= Socker Boppers =

Children's toy

Socker Boppers (formerly Sock'em Boppers) is a children's toy popularized in the late 1990s by Big Time Toys. Socker Boppers and their spin-off products such as Sock'em Swords, Sock'em Shields, and Sock'em Screamers have sold more than five million units in the United States and internationally in such countries as Canada, Great Britain, Australia, New Zealand, and Mexico. In the 1990s, the package tagline and the television ad and video jingle was "more fun than a pillow fight!".

Socker Boppers were first made and sold by Centsable Products, Inc., in the 1970s, when the toy was a top 10 best-seller among all toys. The original packaging included a photo of two children, one of which was owner Tom Mayfield's son, playing with the toy.

In 2002-03, Mattel sued Big Time Toys for $1 million for trademark infringement over the use of the name "Sock'em Boppers," claiming that the name infringed on the name of their toy "Rock'em Sock'em Robots," which was eventually settled when Big Time Toys changed the name of the product to Socker Boppers. Eventually, Big Time Toys made spin-off products including Sock'em Swords, Sock'em Shields, and Sock'em Screamers.

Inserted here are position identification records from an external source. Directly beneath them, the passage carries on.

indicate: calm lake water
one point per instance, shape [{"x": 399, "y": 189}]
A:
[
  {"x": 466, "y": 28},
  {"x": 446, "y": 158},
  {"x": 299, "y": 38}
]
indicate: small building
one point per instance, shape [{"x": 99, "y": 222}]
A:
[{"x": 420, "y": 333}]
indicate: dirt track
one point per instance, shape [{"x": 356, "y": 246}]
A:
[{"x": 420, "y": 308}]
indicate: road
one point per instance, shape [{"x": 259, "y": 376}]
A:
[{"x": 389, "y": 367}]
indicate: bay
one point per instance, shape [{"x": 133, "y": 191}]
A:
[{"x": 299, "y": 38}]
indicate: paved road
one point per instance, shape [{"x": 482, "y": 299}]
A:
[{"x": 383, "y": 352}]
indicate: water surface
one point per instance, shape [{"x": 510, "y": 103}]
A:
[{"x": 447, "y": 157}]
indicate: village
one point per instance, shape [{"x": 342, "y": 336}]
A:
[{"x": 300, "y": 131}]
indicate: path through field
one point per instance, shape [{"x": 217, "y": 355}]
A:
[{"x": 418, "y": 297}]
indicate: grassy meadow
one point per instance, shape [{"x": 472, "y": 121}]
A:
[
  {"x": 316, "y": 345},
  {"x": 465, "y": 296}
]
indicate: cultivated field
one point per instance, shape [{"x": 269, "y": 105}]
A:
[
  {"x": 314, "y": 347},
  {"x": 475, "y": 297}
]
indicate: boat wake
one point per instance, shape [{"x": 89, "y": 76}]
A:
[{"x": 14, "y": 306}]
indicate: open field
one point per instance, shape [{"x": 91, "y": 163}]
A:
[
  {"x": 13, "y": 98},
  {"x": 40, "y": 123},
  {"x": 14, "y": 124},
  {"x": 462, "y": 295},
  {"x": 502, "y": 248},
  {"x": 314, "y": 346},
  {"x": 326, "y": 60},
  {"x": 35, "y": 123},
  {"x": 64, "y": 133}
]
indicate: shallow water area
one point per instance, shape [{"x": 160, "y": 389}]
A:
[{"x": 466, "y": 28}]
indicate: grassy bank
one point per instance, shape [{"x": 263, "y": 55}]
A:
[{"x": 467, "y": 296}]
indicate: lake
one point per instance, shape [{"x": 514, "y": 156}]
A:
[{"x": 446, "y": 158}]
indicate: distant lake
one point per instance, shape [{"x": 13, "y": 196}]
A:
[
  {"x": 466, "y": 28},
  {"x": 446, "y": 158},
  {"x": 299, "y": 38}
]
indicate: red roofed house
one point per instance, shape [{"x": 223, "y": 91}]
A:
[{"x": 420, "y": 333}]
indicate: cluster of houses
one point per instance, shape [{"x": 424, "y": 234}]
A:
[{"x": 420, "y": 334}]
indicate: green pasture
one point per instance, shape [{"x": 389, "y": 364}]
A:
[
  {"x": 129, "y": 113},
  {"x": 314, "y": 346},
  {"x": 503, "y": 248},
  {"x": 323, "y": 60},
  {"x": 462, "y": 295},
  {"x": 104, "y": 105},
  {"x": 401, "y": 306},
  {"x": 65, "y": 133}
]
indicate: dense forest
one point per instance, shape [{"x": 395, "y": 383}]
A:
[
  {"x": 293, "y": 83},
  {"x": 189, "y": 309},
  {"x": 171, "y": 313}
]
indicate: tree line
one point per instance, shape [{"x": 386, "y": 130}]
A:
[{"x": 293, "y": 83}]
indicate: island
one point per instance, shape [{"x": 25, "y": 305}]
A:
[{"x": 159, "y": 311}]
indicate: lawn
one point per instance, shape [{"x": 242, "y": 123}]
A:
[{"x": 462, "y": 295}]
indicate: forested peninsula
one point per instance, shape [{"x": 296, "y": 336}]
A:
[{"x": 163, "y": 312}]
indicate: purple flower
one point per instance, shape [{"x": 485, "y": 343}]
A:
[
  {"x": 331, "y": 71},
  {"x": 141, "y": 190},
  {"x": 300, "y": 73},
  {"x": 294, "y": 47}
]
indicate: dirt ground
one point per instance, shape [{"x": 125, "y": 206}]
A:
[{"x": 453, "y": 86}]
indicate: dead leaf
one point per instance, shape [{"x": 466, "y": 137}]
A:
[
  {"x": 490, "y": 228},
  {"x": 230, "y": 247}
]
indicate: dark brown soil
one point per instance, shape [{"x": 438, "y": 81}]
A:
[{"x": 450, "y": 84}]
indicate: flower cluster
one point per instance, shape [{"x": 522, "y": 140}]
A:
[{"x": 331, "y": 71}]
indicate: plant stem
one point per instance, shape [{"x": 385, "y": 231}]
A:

Sock'em Boppers underwent something of a renaissance in the mid- to late-2000s, spurred on in equal parts by nostalgia and their increased availability from online retail stores. A July 24, 2006 article in the Chicago Tribune reports that "sales ... of [Sock'em Boppers] saw an increase of 18% between 2005 and 2006, ... the product's strongest showing in almost a decade."

In January 2012, Socker Boppers were launched in the UK at the London Toy Fair by London-based toy company Wicked Vision, which purchased rights from Big Time Toys.